Collecting admissible evidence


Advice


The PC's in my game are in a lawful neutral city. The powers that be have had decades to work on the laws of the city, with the result being that the law is generally ambiguous and/or contradictory. The rules for collecting evidence have been similarly twisted. The end result is, if you are sufficiently powerful, you can generally get charges against you dismissed by having a favorable judge either rule the evidence inadmissible, or that what you did was not actually against the law.

Similar techniques are often effective at getting someone less powerful than you convicted if you desire to exert your influence against them.

The PC's are about to attempt to take down an operation of questionable legality, and will want to not just go in and kill everyone (as that could lead to murder charges against them) but apprehend and turn them over to the authorities for prosecution. This will require them to collect evidence for the future trial and not break any of the many rules in the process. They have a copy of the rules, which are large, complicated and contradictory. ("Section 6.3.7.4.3 says you must do what section 8.4.5.3.2a appears to forbid.")

What are some good ideas on how to do this?

Silver Crusade

Well, it sounds like you have set up a political scenario in which the faction with the greatest pull can achieve the requisite results. Even, or perhaps especially, in a situation in which the laws are so interpretive public opinion and attitude is a serious constraint. Laws only work so long as the populace feels that, by and large, the legal system works. Thus, even a favorable judge would be restrained against ruling completely against popular opinion too many times. (Otherwise the only way anyone wins a court case is when they buy the judge, and now judges are the only real power in the city, or the men who sponsor and control blocks of them.)

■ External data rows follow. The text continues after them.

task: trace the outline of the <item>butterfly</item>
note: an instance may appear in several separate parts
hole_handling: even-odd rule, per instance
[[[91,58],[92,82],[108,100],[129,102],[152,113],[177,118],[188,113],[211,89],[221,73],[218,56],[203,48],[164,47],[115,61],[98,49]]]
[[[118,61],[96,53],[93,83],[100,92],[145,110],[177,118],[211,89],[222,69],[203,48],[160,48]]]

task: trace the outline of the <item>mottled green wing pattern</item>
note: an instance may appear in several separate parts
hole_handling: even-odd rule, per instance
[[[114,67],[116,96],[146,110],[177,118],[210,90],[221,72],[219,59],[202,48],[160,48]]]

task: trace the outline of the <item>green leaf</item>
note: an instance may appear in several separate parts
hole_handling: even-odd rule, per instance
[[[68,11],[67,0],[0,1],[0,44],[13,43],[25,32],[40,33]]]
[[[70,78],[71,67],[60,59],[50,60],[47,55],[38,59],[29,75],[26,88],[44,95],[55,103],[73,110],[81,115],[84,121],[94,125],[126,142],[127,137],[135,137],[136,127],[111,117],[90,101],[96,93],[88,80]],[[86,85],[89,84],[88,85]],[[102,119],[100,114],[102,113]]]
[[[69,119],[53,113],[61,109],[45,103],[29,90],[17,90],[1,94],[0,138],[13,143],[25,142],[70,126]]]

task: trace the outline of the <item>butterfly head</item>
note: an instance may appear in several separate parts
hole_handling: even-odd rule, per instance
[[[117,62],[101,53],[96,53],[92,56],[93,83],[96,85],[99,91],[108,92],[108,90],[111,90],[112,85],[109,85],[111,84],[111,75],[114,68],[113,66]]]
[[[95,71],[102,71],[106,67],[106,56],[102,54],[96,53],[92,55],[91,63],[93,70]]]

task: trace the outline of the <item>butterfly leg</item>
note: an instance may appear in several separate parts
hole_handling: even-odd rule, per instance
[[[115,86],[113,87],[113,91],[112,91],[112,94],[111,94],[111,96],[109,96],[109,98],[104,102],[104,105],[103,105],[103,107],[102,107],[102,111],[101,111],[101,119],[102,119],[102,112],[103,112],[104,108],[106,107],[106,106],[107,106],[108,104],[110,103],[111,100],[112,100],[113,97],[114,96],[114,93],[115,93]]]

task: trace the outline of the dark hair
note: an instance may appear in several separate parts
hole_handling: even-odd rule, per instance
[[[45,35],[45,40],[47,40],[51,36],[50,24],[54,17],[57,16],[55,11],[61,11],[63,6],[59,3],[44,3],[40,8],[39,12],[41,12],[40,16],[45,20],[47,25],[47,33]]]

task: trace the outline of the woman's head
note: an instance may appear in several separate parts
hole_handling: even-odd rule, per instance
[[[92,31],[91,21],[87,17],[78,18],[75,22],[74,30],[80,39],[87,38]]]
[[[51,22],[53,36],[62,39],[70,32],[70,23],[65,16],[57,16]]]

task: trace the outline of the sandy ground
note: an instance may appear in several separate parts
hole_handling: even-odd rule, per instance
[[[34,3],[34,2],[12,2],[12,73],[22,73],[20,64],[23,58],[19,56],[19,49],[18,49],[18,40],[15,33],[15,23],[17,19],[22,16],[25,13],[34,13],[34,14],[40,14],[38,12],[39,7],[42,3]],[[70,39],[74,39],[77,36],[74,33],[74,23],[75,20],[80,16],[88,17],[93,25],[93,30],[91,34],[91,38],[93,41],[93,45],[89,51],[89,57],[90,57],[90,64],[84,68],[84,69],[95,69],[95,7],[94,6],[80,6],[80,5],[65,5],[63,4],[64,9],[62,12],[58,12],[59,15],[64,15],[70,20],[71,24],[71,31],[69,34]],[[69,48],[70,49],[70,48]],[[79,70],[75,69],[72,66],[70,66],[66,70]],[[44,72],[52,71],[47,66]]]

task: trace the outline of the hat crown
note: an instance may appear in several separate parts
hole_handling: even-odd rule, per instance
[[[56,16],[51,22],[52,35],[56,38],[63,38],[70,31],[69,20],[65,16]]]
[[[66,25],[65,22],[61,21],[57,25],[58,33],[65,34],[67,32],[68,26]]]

So, how could it be done? The way which leaves the most control to the PC's is to set objectives, both hidden and apparent. The PC's receive a list from the representing legal party of things they need to acquire or people they must detain, etc. Any pertinent details are pointed out "We must get the man holding the money while snorting cocaine off of the stripper, and we need the stripper to corroborate." The hidden details are like bonus objectives that the PC's may or may not be aware of, but they are what the opposing party will use in defense. The more of them the PC's can achieve (maybe a diplomacy gather information or knowledge local check to give them pointers or tips or some such?) the weaker the defense of the opposing legal team. Once it is all said and done, rate the PC's on their success and determine the outcome of the trial.

The advantage here is that you can provide the PC's a tangible list of tasks or objectives which they can pursue and not feel cheated about. You have great interpretive freedom to tell your story based on how the overall result is and even provide dramatic twists (they bust out of jail before the sentence! The trial is attacked! Sudden change of judge! Legal council assassinated when the trial is going so well!) which can push any direction you require.

The disadvantage is that with such a loose legal structure, the PC's are likely to be unsatisfied whatever the result is and especially if they lose. Without the confidence that their actions actually matter (it was a cheap legal trick!) bad feelings will get started and "Kill 'em All" may likely be the next objective. Worse, it will make your players feel marginalized and cheated.